Rice — a staple ingredient all over the world — is one of the strongest culinary ties that binds Japanese and Mexican cuisine, and serves as a backbone that runs throughout Valedor’s cocktail and food menus. That’s the inspiration behind drinks such as Horchata 2 Ways (unfiltered sake, Cimarrón tequila, jasmine rice horchata, falernum, cinnamon powder), capped with a creamy crown of horchata pudding cream, and a variety of colorful rice wine-based “sakeritas” (cucumber, passionfruit, and strawberry) that can be ordered separately or as a flight. The Tea Ceremony offers a boozy take on an ancient Japanese ritual with some help from Rare Tea Cellar, presented in a tetsubin (cast iron kettle) alongside several types of honey.

Three crispy taco-shaped crisps that hold tuna poke.
Baja tuna poke.

Valedor, which translates from Spanish as “brave,” is first and foremost a cocktail bar, but the Japanese Mexican fusion extends to a food menu that includes a punny “tacoyaki” — a truly unusual marriage of takoyaki and birria tacos — as well as a spicy tuna roll that draws heat from chile de arbol and a beef katsu sando couched on fluffy milkbread that staff makes on-site.

Chicago-based Kehoe Design Group has transformed a former outpost of Fairgrounds Coffee & Tea into a moody, low-lit drinking den dotted with abstract video art on custom screens imported from London. Bold, graphic wallpaper juxtaposes against upholstered leather banquettes and tufted stools, all set aglow by hanging basket lamps.

A display of dishes from Valedor.
Valedor aims for playful food and drink.

Though Valedor is an early adopter in Chicago, it’s not the first spot in town to explore the possibilities of Japanese Mexican flavors. In May, the team behind Mercadito in River North unveiled Copal, a ticketed subterranean lounge where bartenders and chefs highlight a Japanese culinary influence on the cuisines of the Yucatan Peninsula. Both businesses are hot on the trail of Mexican chefs in Oaxaca and Mexico City, who have for several years experimented with combinations of local culinary traditions and Japanese flavors.

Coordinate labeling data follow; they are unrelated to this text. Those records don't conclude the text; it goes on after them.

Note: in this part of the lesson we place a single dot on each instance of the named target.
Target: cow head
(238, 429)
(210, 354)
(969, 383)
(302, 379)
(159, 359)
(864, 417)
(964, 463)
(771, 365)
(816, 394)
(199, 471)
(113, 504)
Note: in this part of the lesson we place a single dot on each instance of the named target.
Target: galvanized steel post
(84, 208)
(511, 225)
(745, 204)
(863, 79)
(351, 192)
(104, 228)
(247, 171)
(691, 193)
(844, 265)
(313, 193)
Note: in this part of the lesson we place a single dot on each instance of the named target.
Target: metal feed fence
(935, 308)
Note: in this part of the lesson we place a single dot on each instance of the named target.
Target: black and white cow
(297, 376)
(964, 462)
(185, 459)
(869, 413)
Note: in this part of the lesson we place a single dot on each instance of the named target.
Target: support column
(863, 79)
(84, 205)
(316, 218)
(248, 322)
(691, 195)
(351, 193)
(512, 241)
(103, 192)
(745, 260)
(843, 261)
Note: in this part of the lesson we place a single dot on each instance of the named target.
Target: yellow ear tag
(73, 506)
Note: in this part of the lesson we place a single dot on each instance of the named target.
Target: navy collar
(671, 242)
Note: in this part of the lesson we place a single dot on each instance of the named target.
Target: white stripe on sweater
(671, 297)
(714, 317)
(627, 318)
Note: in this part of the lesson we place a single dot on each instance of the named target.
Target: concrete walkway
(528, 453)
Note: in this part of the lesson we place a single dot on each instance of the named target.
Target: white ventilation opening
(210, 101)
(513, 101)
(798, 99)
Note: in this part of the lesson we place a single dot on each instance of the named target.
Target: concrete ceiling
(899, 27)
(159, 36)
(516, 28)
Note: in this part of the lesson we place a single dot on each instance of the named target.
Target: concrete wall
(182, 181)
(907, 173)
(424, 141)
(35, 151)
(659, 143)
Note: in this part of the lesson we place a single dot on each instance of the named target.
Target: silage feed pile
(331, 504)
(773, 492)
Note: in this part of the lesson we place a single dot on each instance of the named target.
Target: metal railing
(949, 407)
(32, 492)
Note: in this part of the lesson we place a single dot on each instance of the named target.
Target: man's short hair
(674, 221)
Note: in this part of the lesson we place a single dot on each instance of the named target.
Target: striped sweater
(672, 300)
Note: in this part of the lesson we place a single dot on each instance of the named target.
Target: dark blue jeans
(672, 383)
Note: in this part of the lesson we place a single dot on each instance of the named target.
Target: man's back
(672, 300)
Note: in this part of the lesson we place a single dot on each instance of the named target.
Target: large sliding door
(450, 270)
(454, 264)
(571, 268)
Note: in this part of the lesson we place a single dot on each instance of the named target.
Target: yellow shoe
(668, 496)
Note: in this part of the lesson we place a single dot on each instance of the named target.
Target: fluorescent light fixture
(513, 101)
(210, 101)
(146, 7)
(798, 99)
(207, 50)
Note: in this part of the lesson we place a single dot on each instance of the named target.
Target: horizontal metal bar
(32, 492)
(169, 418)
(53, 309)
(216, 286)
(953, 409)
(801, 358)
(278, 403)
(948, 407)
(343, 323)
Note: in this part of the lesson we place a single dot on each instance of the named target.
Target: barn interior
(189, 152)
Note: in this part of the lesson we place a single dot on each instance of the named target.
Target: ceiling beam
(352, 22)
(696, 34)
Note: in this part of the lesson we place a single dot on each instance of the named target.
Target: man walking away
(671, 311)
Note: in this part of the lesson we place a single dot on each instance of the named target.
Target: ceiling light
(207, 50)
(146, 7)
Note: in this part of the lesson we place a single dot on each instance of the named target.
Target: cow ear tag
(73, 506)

Explore Valedor’s creative cocktails and food menu in the photographs below.

Valedor, 1620 N. Milwaukee Avenue, open 5 p.m. to midnight on Sunday through Thursday; 5 p.m. to 1 a.m. on Friday and Saturday.

A yellow and red cocktail.
Bright colors contrast nicely with Valedor’s dark interior.

A plate of deep fried oyster mushrooms.
Chicken y oyster mushroom karaage.

Valedor, 1620 N. Milwaukee Avenue, opening on Friday, December 1. Opening hours are 5 p.m. to midnight Sunday through Thursday; 5 p.m. to 1 a.m. Friday and Saturday.